WARNING: Before launching the game make sure that you have 3D effects disabled on the Desktop (ex: disable compiz or composite in Kwin). If this step isn’t done, the game might suffer of great performance issues and weird behavior. If something looks fishy, then that’s because you forgot this step. This also made me think in one thing… What impact will Unity and gnome-shell have in cases like this… when the accelerated 3D Desktop will generate performance issues in applications like in this case… something to look for in the nearby future…

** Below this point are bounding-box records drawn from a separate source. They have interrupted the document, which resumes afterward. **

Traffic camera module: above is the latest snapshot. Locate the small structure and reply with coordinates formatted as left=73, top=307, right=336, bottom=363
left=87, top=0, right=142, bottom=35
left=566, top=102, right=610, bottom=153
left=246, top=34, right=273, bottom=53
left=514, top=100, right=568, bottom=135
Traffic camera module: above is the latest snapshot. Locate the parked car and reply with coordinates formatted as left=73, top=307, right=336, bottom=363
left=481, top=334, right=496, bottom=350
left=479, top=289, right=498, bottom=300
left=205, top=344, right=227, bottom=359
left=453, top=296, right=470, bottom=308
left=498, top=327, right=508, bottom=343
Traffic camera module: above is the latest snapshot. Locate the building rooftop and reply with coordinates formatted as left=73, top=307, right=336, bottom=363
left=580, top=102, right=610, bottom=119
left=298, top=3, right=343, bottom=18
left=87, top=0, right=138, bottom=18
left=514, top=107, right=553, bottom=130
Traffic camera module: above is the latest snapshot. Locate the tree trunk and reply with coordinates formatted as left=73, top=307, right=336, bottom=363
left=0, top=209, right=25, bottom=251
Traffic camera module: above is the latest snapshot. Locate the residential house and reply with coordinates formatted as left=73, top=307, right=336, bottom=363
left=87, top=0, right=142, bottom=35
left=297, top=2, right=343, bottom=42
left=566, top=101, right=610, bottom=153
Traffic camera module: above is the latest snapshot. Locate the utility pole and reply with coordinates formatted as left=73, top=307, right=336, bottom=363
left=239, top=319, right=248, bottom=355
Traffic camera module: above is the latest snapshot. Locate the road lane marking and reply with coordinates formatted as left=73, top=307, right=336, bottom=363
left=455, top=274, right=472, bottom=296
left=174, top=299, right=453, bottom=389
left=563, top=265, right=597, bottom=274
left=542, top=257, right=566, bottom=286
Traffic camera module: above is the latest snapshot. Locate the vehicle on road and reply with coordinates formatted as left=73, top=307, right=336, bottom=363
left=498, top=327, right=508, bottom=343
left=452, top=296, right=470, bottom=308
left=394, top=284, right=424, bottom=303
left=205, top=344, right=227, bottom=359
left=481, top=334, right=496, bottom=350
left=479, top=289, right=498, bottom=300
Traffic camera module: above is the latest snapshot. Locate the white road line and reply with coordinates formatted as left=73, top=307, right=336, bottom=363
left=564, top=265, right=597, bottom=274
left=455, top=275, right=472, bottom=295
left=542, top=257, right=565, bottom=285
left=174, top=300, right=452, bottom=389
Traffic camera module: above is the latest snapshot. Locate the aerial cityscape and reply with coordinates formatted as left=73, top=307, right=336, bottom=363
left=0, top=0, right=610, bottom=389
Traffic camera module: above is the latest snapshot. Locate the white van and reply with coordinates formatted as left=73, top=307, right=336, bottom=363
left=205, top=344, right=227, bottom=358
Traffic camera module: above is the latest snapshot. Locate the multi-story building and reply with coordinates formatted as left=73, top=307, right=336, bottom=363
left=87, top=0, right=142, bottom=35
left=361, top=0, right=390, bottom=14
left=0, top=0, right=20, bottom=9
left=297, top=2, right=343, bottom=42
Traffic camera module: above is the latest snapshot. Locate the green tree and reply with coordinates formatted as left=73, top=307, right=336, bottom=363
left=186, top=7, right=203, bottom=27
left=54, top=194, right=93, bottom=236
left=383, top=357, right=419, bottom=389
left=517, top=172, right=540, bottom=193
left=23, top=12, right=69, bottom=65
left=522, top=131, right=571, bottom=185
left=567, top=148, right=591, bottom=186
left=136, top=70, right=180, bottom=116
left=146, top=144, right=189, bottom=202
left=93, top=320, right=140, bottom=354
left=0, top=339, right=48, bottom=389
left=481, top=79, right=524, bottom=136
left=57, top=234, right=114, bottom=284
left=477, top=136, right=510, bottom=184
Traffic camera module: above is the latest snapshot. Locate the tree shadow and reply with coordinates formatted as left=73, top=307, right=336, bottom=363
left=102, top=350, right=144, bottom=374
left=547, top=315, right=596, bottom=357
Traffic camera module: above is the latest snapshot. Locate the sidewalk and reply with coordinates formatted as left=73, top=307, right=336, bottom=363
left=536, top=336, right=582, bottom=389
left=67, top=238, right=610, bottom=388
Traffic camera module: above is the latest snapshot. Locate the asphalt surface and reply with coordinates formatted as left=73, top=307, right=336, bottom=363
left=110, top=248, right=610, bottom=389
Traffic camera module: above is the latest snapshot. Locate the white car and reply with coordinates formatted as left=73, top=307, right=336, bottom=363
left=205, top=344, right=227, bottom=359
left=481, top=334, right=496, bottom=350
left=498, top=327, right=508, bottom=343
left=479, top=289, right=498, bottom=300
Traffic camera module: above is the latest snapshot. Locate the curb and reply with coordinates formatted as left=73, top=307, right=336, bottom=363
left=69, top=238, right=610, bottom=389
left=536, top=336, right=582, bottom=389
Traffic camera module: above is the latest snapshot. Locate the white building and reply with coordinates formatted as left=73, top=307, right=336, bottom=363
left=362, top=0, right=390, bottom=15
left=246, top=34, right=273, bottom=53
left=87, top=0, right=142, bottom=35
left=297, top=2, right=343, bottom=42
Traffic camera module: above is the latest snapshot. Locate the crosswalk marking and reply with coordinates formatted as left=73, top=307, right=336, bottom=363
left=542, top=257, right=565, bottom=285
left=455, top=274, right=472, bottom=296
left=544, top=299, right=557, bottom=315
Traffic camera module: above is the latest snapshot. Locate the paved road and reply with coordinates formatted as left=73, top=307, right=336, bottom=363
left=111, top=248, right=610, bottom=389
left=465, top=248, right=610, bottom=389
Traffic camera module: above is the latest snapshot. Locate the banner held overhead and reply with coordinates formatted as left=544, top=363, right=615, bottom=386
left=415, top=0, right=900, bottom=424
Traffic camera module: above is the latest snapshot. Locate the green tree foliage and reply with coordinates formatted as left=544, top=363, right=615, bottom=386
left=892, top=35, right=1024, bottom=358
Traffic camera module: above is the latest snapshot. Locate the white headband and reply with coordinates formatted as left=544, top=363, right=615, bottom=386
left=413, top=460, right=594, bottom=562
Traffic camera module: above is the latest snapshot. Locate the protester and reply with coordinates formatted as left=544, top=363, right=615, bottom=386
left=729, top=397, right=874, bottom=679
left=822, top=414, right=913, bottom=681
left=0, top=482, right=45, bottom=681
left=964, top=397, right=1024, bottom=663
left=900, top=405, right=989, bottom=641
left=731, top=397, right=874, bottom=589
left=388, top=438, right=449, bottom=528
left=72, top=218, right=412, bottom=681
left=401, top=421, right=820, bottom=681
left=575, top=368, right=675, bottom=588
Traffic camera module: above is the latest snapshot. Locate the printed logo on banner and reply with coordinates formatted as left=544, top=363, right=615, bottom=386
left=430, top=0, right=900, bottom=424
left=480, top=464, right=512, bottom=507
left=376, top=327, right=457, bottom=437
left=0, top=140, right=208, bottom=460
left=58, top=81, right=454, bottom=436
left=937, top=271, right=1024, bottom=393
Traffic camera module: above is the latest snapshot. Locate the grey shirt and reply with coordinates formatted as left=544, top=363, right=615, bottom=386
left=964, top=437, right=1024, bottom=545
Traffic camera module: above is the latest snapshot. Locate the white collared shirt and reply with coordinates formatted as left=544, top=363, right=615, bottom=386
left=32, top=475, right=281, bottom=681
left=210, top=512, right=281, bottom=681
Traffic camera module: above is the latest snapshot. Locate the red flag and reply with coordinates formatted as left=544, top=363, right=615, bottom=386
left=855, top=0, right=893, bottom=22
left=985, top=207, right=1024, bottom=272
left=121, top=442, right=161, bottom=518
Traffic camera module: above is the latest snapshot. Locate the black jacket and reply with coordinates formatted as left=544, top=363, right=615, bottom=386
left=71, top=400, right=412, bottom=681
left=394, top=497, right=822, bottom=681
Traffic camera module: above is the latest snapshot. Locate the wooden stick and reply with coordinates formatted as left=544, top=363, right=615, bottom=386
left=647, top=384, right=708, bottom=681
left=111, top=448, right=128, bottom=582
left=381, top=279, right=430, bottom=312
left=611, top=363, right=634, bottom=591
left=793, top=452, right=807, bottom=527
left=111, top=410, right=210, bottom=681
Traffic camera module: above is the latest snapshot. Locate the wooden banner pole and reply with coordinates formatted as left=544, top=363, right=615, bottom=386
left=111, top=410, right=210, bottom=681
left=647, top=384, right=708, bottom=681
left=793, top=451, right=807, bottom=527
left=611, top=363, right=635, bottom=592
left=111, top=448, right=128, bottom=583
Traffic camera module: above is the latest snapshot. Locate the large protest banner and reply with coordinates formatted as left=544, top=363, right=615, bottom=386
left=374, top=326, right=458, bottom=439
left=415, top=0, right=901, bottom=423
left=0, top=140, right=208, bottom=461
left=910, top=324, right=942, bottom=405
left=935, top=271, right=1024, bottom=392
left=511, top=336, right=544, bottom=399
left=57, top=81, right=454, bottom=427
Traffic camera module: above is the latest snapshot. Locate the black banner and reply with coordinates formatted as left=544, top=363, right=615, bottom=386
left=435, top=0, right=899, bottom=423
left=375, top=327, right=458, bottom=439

After the update it’s possible to login into the game, configure the options and give it a go… You will need a game account first than can be created for free (Europe only as far as I am aware, the game seems to be under subscription in the US), make sure you download the European client as well.
The game tries to detect the best configuration for your system (Low in my case)… I’ve forced it to Very High, selected my native resolution and gave it a go. The game is fluid enough, though lags a bit in big cities (ex: Bree), this is somehow something to expect, the same happens in Windows. While I haven’t seen much problems with performance, I’ve disabled dynamic lighting and it’s somehow a bit better. The runs nice and everything seems to work.
I know many tutorials talk about winetricks and d3dx9… I’ve not did such things and the game runs very nice with the native wine dll’s without having the need of installing Microsoft’s DirectX files.
This was a very pleasant experience, and it really surprised me on the positive. OpenSUSE has a very nice version of wine capable of running at least LotRO and World of Warcraft without any issues! It’s something that is worth trying with openSUSE!